Members of the Fundamentalist Church of Jesus Christ of Latter Day Saints file out of the Tom Green County Courthouse following the custody hearing in San Angelo, Texas on Friday, April 18, 2008. Presiding judge Barbara Walther ruled that all children remain in the custody of the state. (AP Photo/Tony Gutierrez)
SAN ANTONIO (AP) -- The custody case that swept 439 children from a polygamist sect's western Texas ranch into foster care has largely evaporated, with state authorities dropping all but a few dozen cases against parents.
All but 37 children from the Yearning For Zion Ranch in Eldorado have been released from court oversight after Child Protective Services found they had not been abused or that their parents could protect them from the risk of future abuse. Only one girl has been returned to foster care.
CPS spokesman Patrick Crimmins said the agency is pleased with the case dismissals, because they mean the children can safely remain with their parents and that questions about their safety have been resolved.
"CPS has taken a lot of criticism for this operation since April, but we've been doing everything we can to work with these families to ensure positive outcomes," he said. "If they're safe to the point where court oversight is no longer necessary, that's great news."

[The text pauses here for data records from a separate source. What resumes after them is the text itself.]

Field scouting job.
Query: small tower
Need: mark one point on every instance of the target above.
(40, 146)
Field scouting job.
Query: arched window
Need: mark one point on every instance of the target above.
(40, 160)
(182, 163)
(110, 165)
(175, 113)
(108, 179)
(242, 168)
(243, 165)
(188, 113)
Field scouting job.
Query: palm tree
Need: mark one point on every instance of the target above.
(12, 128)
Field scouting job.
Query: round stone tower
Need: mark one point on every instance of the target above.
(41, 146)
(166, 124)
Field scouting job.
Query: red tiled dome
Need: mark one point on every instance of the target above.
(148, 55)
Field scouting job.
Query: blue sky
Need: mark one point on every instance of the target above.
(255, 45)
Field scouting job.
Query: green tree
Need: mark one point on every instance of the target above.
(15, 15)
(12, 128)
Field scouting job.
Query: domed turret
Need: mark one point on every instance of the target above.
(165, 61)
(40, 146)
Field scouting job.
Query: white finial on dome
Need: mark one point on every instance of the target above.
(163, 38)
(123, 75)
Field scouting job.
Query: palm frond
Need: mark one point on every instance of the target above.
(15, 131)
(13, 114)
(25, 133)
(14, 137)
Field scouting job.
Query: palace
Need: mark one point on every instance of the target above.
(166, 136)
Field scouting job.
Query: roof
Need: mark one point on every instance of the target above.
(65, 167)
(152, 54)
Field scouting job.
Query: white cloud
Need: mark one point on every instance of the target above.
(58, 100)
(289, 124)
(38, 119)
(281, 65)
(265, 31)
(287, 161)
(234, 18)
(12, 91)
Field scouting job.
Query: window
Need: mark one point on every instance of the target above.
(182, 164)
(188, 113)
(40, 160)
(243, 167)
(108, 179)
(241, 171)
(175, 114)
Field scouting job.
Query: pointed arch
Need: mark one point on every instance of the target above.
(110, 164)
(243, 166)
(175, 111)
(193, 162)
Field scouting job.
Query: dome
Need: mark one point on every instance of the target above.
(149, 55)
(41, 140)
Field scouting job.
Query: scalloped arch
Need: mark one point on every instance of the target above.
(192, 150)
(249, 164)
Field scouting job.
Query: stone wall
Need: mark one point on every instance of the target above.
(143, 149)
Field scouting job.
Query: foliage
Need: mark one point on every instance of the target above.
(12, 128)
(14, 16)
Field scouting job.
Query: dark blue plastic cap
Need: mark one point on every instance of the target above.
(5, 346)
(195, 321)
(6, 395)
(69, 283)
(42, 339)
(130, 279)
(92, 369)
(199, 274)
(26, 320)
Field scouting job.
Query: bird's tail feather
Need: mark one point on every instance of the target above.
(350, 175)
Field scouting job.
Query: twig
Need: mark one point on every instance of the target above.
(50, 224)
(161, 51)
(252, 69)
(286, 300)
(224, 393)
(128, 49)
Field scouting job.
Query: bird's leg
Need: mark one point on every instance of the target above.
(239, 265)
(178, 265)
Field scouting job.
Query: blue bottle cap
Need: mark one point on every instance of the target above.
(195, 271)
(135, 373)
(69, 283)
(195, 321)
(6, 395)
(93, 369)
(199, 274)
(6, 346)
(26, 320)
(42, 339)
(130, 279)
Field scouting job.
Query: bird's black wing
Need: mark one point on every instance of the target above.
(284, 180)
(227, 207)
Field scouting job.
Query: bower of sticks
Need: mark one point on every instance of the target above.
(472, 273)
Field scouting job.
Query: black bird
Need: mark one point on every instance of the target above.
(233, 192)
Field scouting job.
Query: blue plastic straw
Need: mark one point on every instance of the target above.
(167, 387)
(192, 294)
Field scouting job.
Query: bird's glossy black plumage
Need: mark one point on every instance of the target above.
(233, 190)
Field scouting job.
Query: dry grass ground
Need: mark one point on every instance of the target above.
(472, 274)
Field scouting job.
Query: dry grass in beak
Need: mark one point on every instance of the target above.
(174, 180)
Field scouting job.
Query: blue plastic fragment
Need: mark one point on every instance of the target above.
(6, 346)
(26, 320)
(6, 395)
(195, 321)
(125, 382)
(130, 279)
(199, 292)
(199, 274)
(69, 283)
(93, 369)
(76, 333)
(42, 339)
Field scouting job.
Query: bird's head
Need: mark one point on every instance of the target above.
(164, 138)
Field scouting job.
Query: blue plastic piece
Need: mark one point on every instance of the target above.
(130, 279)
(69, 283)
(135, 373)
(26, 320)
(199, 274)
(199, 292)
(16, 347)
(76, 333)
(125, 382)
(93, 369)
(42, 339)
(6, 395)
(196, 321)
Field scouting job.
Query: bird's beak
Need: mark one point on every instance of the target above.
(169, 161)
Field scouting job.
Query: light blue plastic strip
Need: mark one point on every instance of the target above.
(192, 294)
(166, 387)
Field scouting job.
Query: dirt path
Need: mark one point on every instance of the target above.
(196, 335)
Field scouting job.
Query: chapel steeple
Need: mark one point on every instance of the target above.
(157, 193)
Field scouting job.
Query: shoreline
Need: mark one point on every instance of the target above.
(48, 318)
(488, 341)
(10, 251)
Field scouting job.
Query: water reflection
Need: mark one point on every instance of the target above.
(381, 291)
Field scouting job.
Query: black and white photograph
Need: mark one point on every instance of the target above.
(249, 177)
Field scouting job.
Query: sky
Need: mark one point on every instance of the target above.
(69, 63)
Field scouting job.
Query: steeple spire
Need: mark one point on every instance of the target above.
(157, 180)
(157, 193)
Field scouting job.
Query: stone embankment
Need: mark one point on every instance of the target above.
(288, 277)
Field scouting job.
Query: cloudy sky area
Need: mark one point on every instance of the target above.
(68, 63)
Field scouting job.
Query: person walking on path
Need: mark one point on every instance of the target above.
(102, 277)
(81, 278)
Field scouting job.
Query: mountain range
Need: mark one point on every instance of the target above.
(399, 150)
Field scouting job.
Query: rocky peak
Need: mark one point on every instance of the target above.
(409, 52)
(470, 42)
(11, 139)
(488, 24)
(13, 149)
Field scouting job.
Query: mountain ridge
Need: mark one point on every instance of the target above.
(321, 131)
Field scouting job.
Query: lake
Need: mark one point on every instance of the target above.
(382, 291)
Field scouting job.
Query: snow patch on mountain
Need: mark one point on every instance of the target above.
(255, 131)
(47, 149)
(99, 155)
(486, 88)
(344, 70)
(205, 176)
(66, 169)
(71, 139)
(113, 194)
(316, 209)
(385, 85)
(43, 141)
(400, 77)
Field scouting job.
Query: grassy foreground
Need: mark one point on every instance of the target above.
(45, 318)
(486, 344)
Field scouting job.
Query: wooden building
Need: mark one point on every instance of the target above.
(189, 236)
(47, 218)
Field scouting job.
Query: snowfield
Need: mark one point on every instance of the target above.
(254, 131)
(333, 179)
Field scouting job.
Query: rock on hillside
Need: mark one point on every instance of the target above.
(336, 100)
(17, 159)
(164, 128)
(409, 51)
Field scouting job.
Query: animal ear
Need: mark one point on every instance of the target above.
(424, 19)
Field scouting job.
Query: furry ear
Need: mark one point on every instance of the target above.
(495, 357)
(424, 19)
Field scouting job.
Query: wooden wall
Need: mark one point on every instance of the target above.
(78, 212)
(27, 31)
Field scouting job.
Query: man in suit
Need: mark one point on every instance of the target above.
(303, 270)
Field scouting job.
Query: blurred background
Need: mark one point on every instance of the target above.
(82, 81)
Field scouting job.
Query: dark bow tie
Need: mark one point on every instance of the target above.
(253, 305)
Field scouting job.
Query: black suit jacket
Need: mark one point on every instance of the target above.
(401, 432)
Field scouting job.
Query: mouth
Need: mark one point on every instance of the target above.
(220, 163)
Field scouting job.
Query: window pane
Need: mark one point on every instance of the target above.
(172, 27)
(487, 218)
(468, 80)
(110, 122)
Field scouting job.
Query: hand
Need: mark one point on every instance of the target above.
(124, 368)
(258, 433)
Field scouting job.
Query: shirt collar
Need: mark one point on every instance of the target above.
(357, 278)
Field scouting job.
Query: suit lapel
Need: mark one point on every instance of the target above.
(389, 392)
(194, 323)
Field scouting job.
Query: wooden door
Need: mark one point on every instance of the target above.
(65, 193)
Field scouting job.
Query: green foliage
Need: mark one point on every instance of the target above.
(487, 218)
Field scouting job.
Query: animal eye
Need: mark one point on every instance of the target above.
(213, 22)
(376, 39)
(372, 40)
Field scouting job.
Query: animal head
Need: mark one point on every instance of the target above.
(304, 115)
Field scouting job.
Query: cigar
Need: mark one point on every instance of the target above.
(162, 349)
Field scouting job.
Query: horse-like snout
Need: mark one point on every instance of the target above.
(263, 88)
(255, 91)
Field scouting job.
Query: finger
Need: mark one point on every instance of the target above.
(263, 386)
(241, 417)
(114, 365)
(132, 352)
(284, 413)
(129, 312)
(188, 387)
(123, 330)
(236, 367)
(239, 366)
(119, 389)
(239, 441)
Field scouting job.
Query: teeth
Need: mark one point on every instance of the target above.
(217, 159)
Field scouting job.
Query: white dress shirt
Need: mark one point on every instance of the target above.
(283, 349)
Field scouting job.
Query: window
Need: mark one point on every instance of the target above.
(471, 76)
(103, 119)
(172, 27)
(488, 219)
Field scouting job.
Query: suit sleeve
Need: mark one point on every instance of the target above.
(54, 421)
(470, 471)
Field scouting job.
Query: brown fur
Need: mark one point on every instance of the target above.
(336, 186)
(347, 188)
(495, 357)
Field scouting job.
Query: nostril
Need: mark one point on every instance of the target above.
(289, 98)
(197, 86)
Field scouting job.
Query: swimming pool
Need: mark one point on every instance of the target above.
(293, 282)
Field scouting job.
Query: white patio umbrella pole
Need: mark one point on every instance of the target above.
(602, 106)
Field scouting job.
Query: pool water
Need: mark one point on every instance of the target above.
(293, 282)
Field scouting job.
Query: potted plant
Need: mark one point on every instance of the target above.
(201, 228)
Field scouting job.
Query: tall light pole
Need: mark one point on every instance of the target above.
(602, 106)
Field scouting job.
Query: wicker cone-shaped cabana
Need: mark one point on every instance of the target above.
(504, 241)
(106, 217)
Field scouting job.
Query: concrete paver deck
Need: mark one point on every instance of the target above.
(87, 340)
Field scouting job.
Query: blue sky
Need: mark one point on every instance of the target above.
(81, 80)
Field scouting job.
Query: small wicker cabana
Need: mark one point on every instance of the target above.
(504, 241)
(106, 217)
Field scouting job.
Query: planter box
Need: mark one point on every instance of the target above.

Authorities raided the ranch run by the Fundamentalist Church of Jesus Christ of Latter Day Saints in April after someone claiming to be an abused underage mother called a domestic abuse hot line. Those calls are now being investigated as a possible hoax.
Following the raid, CPS took all the children at the ranch into state custody - one of the largest custody cases in U.S. history - claiming underage girls were being forced into marriages and sex and that the other children were at risk of abuse. They treated the ranch, which has more than a dozen sprawling homes, as a single household where the alleged abuse of some children justified the removal of the others.
The Texas Supreme Court later ruled CPS had overreached by putting all the children into foster care when it could show that no more than a handful of girls may have been abused.
The ruling did not, however, end court oversight of the children, even as they were returned to their parents. The parents were ordered to take parenting classes and to cooperate with CPS investigators, and they could not leave the state.
One by one, the state has been dropping the children from court oversight.
Separately, CPS is investigating whether each child was abused or neglected. The findings from that investigation are expected to be released next month. Even if abuse is found to have occurred previously, parents who can assure that the child will remain safe can be released from court oversight.
FLDS spokesman Willie Jessop said the dismissal of the cases proves what the church has said all along: that the children were not abused. The cases that remain in court do so because of varying qualities of legal representation, not because of actual abuse, he said.
"It has nothing to do with the facts of the case," Jessop said.
Crimmins said the reasons some children remain under court oversight vary but may be as simple as a parent refusing to sign a safety plan that specifies where the family will live and who the child will be allowed to have contact with.
While the parents and children may legally return to the ranch, few have, Jessop said. With almost no one working over the spring and summer in the sprawling garden and dairy used to feed the community, the ranch doesn't have the supply of food and resources it once did.
FLDS communities hold much of their goods in common, and members have work duties within the community. That lifestyle was disrupted by the state when parents moved to individual homes around Texas in an effort to get their children back, Jessop said.
"They disrupted the community and its ability to function as it was," he said, noting community members may have to seek public assistance they never needed when the garden and dairy were fully operational.
Eight FLDS members, including jailed sect leader Warren Jeffs, have been indicted on charges of sexual assault of a child, allegations stemming from marriages to underage girls. Several face additional charges of bigamy.
Under Texas law, someone younger than 17 cannot generally consent to sex with an adult.
The FLDS is a breakaway sect of the Mormon church, the Church of Jesus Christ of Latter-day Saints, which renounced polygamy more than a century ago. The FLDS believes polygamy brings glorification in heaven.
Jeffs, the sect's prophet, was convicted in Utah last year as an accomplice to rape for arranging the marriage of an underage girl to her older cousin. He faces trial on similar charges in Arizona before Texas prosecutors can pursue their case against him.